Lieder meines Lebens – Folge 1

1 – Stell Dir vor (Imagine – John Lennon 1971)

Für mich die wunderbare Reflektion einer Utopie: einer friedlichen Welt ohne Gewalt, Gier und Hunger. Der Song war die erfolgreichste Single seiner Solokarriere. Und packt mich immer wieder.

2 – Himmel (Heaven – Talking Heads)

1979 veröffentlichten die Talking Heads auf dem Album „Fear of Music“ ihre Reflektion über das Konstrukt „Himmel“: Ist die ewige Wiederholung des maximalen Genusses wirklich der Gipfel der Sehnsucht? Ich kann ihnen da sehr gut folgen.

3 – Engel? (nach: Angels – Robbie Williams 1997)

Hier muss ich Herrn Williams doch widersprechen: Die Hinwendung zu imaginären Wesen, wenn es mal in der realen Welt nicht so klappt, ist meines Erachtens einer kindlich-naiven Religiosität zuzuordnen. Die Sinnhaftigkeit dessen erschließt sich mir nicht. Ich habe also versucht, eine mehr diesseitige Orientierung zu formulieren. (Aber der Song ist wunderschön.)

4 – Man in Black (Johnny Cash 1971)

Ein Mann erklärt sich. Wenn ich auch nicht in allen Punkten seiner Meinung bin, ist mir doch die Tendenz recht sympathisch – ein Zeichen setzen gegen untragbare Zustände.

5 – Das Schiff läuft ein (When the Ship Comes In – Bob Dylan 1964)

Zu diesem Song aus der Anfangszeit seiner Karriere stieß ich über den Text, und die Wucht dieses Bildes inspirierte mich sofort.
Wäre das nicht wunderschön, wenn sowas mal passieren würde?

6 – Ich bin wie du (BG 2016)

Das Thema Krieg, Flucht, Vertreibung packt mich immer wieder. Ich versuche dann, die Aspekte, die meines Erachtens in der Diskussion zu wenig oder zu selten vorkommen, ins Licht zu rücken. Außerdem wollte ich endlich mal einen Schlager schreiben – so doof und doch so treffend wie möglich.

7 – Jason ist tot (BG 2021)

Mein Beitrag zur Covid-Pandemie 20/21. Der Song basiert auf einer wahren Geschichte und wurde inspiriert durch ein Lied von David Rovics.

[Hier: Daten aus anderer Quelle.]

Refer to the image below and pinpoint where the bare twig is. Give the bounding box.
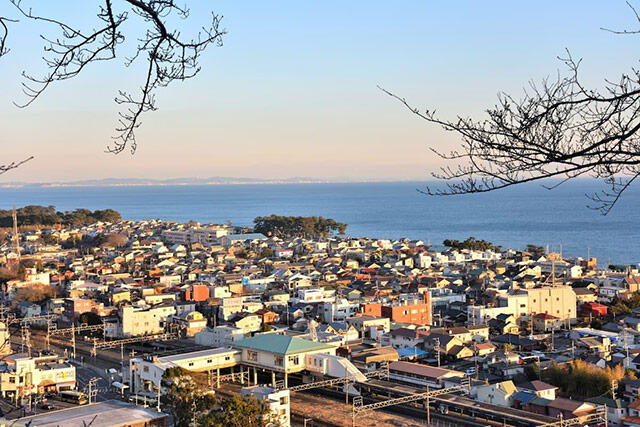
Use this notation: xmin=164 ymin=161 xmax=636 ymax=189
xmin=0 ymin=0 xmax=226 ymax=154
xmin=380 ymin=4 xmax=640 ymax=215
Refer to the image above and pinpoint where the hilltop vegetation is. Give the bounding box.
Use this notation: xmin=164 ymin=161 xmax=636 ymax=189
xmin=253 ymin=215 xmax=347 ymax=237
xmin=0 ymin=205 xmax=122 ymax=227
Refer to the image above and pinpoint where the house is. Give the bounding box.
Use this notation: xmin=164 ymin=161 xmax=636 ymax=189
xmin=475 ymin=342 xmax=497 ymax=356
xmin=194 ymin=325 xmax=247 ymax=347
xmin=175 ymin=311 xmax=207 ymax=337
xmin=533 ymin=313 xmax=563 ymax=332
xmin=255 ymin=308 xmax=280 ymax=324
xmin=547 ymin=397 xmax=596 ymax=420
xmin=240 ymin=385 xmax=291 ymax=427
xmin=587 ymin=396 xmax=629 ymax=425
xmin=230 ymin=312 xmax=262 ymax=333
xmin=518 ymin=380 xmax=558 ymax=400
xmin=18 ymin=301 xmax=42 ymax=317
xmin=389 ymin=328 xmax=422 ymax=348
xmin=0 ymin=354 xmax=76 ymax=399
xmin=579 ymin=302 xmax=607 ymax=317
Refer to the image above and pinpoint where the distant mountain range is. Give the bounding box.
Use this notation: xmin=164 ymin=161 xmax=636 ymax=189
xmin=0 ymin=176 xmax=402 ymax=188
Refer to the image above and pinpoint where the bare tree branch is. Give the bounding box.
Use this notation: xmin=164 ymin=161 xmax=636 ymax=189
xmin=0 ymin=0 xmax=226 ymax=154
xmin=0 ymin=156 xmax=33 ymax=175
xmin=0 ymin=16 xmax=18 ymax=58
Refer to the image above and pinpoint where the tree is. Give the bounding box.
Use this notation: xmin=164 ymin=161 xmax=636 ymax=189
xmin=253 ymin=215 xmax=347 ymax=237
xmin=442 ymin=237 xmax=502 ymax=252
xmin=542 ymin=360 xmax=626 ymax=398
xmin=162 ymin=366 xmax=271 ymax=427
xmin=381 ymin=3 xmax=640 ymax=215
xmin=0 ymin=0 xmax=226 ymax=174
xmin=162 ymin=366 xmax=215 ymax=427
xmin=78 ymin=311 xmax=102 ymax=325
xmin=204 ymin=396 xmax=272 ymax=427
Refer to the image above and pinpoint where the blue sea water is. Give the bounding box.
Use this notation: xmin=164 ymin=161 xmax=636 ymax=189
xmin=0 ymin=181 xmax=640 ymax=265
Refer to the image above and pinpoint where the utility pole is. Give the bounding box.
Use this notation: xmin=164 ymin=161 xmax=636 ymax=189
xmin=427 ymin=384 xmax=431 ymax=426
xmin=46 ymin=319 xmax=51 ymax=351
xmin=12 ymin=206 xmax=20 ymax=269
xmin=344 ymin=365 xmax=349 ymax=405
xmin=157 ymin=381 xmax=162 ymax=412
xmin=473 ymin=341 xmax=478 ymax=380
xmin=71 ymin=323 xmax=76 ymax=360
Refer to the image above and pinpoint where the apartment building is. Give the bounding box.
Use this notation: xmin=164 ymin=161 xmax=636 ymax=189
xmin=105 ymin=305 xmax=176 ymax=338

8 – Leningrad (Billy Joel 1989)

Der Song basiert auf einer tatsächlichen Begegnung Joels mit dem russischen Clown Victor Razinov, den er bei seinen Konzerten in Russland getroffen hatte. Er beschreibt in dem Song sehr pointiert die Fixpunkte in Victors und in seinem eigenen Leben. Das Motiv der orchestralen Coda ist angelehnt an ein Motiv aus einem Violinkonzert Tchaikowskis.

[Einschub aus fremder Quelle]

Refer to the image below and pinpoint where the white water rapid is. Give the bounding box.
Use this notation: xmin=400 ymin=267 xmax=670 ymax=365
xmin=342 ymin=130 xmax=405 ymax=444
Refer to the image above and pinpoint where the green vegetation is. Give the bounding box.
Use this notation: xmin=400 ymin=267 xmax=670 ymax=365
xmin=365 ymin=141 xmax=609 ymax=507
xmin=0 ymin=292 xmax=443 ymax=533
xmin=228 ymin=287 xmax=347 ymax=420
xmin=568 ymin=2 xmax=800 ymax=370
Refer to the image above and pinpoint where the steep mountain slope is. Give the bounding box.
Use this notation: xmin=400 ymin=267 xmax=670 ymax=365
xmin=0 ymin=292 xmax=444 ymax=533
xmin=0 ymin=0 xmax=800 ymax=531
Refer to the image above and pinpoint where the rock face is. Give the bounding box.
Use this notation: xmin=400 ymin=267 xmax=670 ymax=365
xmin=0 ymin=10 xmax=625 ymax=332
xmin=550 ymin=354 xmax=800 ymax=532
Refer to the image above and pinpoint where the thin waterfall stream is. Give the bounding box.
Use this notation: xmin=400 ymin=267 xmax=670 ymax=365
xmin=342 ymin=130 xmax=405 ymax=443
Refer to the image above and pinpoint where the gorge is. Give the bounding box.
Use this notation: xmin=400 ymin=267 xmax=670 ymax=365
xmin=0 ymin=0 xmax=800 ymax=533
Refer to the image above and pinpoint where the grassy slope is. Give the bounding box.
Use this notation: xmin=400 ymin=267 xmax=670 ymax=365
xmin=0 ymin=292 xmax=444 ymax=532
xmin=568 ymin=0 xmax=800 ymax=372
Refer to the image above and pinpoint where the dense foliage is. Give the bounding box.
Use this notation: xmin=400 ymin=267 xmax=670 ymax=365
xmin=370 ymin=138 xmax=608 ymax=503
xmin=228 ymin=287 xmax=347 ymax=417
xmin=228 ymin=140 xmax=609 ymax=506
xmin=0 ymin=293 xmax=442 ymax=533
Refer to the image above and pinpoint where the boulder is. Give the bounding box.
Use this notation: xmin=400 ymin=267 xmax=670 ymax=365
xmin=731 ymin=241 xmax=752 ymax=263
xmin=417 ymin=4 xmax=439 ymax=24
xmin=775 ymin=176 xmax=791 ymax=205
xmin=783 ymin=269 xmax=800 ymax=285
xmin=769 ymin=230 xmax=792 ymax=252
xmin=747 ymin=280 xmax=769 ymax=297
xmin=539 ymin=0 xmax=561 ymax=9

9 – Junimond (Rio Reiser 1986)

Zur Abwechslung mal was romantischeres – eine Ballade von Rio, von überwundenem Liebeskummer – nicht seines eigenen, sondern den seines Bandkollegen Martin Hartmann nach der Trennung von Claudia Roth.

10 – Flüchtling (BG)

Mein Beitrag zur Flüchtlingsfrage: Angewidert von den medial gern verbreiteten Hasstiraden gegen Flüchtlinge aus der rechten Ecke versuchte ich, einen anderen Aspekt in den Fokus zu rücken – wie verhält man sich angesichts unserer Überflussgesellschaft gegenüber denen, die gar nichts mehr haben?

11 – Gau-Land (BG 2017)

Eine Reflektion über ein Zitat von Herrn Gauland während der Bundestagswahl 2017, bei der die AfD in den Bundestag einziehen konnte.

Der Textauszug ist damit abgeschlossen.